Whether you’re just visiting for the Christmas holidays or you find yourself settling into ex-pat life in France, you’ll want to familiarise yourself with some of France’s most interesting Christmas traditions.
With normal Christmas traditions such as advent calendars and the standard Christmas Eve gift-giving rituals, some French Christmas traditions are quite familiar and global. However, there are are a few lesser-known traditions that you’ll definitely want to learn about.
Get in the festive mood and prepare for the holiday season with these seven unique Christmas traditions in France. Joyeux Noël!
1. Advent Calendars
Like many other countries, France observes Advent, which is the period of four Sundays leading up to Christmas Day. In modern tradition, this festive period is more about receiving little gifts for each door you open than anything else.
And, you’ll find pretty much every type of commercialised Advent calendar, from Kinder and Frozen to beauty calendars with sample-sized gifts behind each door. Regardless of what kind of Advent calendar you use to countdown the days to Christmas, it’s a pretty fun tradition.
2. Midnight Mass
France is still a largely Catholic country, which means that Midnight Mass on Christmas Eve is still a fairly popular tradition. The tradition actually dates back to the 400s when Roman Catholics began to celebrate the birth of Jesus Christ.
Midnight Mass in France varies from town to town, but generally, there are three masses recited. The first is in honour of the Divine Lord. The second is in honour of the birth of Jesus Christ and the Virgin Mary. And, the third is in remembrance of the event in general.
3. Le Réveillon
Le Réveillon is what the French call the meal they eat on Christmas Eve. In French, the word means to wake up or revive. And, while French Christmas traditions denote that the meal is supposed to be on Christmas Eve, more and more families are beginning to schedule the meal on Christmas Day when it’s easier for everybody to get together.
You’ll find lots of traditional French Christmas food at Le Réveillon. Expect to indulge in foie gras, goose, smoked salmon and oysters, and lots of cooked vegetables. And, of course, you can’t forget about the delicious yule log (la bûche de Noël in French).
4. Le Père Fouettard
Similar to Christmas traditions in Germany, the French have a scary figure like Krampus who goes around with Saint Nicolas to decide who’s been bad or good. And, while Le Père Fouettard isn’t as scary as Krampus, he still goes around dishing out coal or even spankings to the kids who’ve been naughty.
Depending on the region of France you find yourself in, you’ll find different origin stories as to where Father Whipper and the entire tale is from. Regardless of the story, they’re all pretty creepy. So, it’s best just to be good and avoid encountering him altogether.
Image: Le Soir
On the sweeter side of Christmas traditions in France, you’ll find the lovely traditions of papillotes.
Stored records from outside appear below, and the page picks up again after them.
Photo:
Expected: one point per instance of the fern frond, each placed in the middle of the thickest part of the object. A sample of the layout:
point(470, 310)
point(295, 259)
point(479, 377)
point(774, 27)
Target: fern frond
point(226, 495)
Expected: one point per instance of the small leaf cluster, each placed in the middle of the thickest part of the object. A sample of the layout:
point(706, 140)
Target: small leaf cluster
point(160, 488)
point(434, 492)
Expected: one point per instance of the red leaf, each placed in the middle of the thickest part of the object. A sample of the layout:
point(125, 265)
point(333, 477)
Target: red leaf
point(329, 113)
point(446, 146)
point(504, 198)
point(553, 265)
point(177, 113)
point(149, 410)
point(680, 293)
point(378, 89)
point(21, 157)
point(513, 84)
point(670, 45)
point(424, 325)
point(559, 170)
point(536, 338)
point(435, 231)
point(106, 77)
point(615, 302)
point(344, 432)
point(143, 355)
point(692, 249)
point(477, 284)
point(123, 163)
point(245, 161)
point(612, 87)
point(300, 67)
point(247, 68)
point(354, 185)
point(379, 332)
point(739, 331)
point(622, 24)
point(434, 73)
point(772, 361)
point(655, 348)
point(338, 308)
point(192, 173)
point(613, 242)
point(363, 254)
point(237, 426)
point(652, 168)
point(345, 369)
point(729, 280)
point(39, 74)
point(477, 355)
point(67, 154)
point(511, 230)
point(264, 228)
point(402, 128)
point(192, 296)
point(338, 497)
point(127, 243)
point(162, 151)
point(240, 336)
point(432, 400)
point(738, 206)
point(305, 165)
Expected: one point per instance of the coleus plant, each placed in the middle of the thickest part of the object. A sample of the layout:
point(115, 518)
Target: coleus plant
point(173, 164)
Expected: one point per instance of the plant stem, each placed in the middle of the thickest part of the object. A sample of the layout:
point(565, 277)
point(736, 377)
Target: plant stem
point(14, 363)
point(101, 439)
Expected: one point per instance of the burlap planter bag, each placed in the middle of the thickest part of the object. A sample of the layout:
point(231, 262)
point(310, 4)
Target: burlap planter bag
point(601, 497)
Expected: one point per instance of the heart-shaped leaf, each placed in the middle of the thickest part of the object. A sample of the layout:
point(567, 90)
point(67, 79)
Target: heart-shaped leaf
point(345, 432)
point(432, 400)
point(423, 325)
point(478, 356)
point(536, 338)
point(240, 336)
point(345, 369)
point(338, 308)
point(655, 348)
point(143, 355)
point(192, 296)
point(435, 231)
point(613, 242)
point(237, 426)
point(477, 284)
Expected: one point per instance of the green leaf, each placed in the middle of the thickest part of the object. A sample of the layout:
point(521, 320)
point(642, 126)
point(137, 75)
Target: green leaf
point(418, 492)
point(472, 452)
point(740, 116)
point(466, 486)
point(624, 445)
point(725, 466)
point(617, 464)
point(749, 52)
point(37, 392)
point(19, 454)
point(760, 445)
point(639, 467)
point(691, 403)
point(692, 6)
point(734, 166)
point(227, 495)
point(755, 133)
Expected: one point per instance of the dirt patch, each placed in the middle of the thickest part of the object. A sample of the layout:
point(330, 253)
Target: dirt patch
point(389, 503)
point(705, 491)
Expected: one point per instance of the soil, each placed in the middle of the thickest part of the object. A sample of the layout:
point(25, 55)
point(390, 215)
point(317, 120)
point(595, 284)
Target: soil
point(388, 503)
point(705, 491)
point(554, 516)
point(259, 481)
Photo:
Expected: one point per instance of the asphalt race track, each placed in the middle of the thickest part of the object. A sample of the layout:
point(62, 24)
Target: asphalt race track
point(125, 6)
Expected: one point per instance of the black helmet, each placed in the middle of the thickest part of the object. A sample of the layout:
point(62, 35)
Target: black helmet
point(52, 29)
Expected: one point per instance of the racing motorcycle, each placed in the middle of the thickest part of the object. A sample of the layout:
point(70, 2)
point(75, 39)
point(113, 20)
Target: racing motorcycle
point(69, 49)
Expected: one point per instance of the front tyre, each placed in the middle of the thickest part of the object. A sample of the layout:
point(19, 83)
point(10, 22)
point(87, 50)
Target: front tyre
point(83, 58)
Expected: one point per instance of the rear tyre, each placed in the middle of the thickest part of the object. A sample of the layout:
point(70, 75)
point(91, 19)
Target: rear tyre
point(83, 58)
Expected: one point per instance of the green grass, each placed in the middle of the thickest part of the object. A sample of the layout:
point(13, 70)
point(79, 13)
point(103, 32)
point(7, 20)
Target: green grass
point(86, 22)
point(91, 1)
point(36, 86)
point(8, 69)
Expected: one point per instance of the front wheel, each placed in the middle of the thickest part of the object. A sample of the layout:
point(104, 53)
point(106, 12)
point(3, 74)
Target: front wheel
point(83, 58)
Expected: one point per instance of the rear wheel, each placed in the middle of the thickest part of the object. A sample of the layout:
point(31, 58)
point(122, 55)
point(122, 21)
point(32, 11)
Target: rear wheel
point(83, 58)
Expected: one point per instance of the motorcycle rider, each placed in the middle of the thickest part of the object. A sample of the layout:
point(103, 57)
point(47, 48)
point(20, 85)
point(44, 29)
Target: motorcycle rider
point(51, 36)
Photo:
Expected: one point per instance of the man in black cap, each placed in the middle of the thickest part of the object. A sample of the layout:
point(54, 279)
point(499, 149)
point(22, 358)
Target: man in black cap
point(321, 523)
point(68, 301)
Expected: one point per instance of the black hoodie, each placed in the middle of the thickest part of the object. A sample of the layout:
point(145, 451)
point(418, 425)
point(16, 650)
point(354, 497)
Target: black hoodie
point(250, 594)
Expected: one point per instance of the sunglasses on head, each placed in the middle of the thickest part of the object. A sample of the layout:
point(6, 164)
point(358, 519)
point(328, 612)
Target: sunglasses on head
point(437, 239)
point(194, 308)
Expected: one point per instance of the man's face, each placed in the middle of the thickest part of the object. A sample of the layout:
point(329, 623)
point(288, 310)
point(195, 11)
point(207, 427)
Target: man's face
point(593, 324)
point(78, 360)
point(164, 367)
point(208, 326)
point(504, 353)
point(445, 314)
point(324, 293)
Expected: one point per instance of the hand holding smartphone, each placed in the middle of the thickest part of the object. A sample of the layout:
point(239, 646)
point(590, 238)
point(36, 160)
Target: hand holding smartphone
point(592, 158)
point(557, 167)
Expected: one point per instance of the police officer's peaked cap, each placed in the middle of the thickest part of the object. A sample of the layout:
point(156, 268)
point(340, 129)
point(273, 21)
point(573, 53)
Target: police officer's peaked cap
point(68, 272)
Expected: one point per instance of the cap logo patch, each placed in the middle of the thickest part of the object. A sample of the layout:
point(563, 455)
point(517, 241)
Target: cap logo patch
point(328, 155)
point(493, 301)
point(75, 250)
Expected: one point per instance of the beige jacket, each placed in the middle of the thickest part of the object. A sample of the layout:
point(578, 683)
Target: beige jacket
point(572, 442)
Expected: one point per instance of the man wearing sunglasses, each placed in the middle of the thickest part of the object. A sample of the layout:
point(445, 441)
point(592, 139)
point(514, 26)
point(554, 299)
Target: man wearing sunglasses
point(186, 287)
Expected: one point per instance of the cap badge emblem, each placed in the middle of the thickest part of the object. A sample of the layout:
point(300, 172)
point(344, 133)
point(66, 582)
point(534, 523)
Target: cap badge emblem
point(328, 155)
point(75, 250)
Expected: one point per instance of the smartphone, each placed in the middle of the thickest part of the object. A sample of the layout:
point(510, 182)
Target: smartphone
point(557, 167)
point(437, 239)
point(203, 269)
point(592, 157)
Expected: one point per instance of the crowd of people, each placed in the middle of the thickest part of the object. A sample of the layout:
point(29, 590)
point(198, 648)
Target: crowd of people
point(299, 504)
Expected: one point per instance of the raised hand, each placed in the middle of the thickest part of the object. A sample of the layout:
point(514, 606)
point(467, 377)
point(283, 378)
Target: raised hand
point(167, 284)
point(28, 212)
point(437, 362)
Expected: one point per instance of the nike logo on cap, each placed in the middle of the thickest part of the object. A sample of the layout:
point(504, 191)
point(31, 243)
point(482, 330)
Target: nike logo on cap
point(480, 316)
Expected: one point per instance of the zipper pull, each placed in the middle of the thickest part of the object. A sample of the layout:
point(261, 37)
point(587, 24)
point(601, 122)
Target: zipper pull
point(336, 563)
These little chocolates or candies are wrapped in golden sparkling paper and feature little notes inside.
This French Christmas tradition dates back to 19th-century Lyon when a young worker at a chocolate factory fell in love with a woman. He decided to write her poems and wrap them up in the little chocolates. The owner of the factory loved the idea so much that he kept them and began to sell them commercially.
6. French Christmas Markets
French Christmas markets are some of the most dazzling, enchanting Christmas markets in the world. Christkindelsmärik is perhaps the most famous Christmas market in France and it’s also the oldest. It’s located in the super festive city of Strasbourg.
However, there are hundreds of other quality Christmas markets in France as well. You’ll find that these markets are a huge part of Christmas traditions in France as you can purchase artisanal products, indulge in local foods, and sip on mulled wine as you enjoy the decorations and festivities.
7. Les Treize
Les Treize refers to “the thirteen,” which are 13 different kinds of desserts you’ll find at any standard Christmas dinner in France. While this is more of a Provençal French Christmas tradition than anything else, it’s a huge part of Christmas in that region.
The idea behind Les Treize is religious, as the 13 desserts refer to Jesus Christ and his 12 apostles. However, they’re also delicious, ranging from dried grapes and almonds to a delicious cake called pompe à l’huile.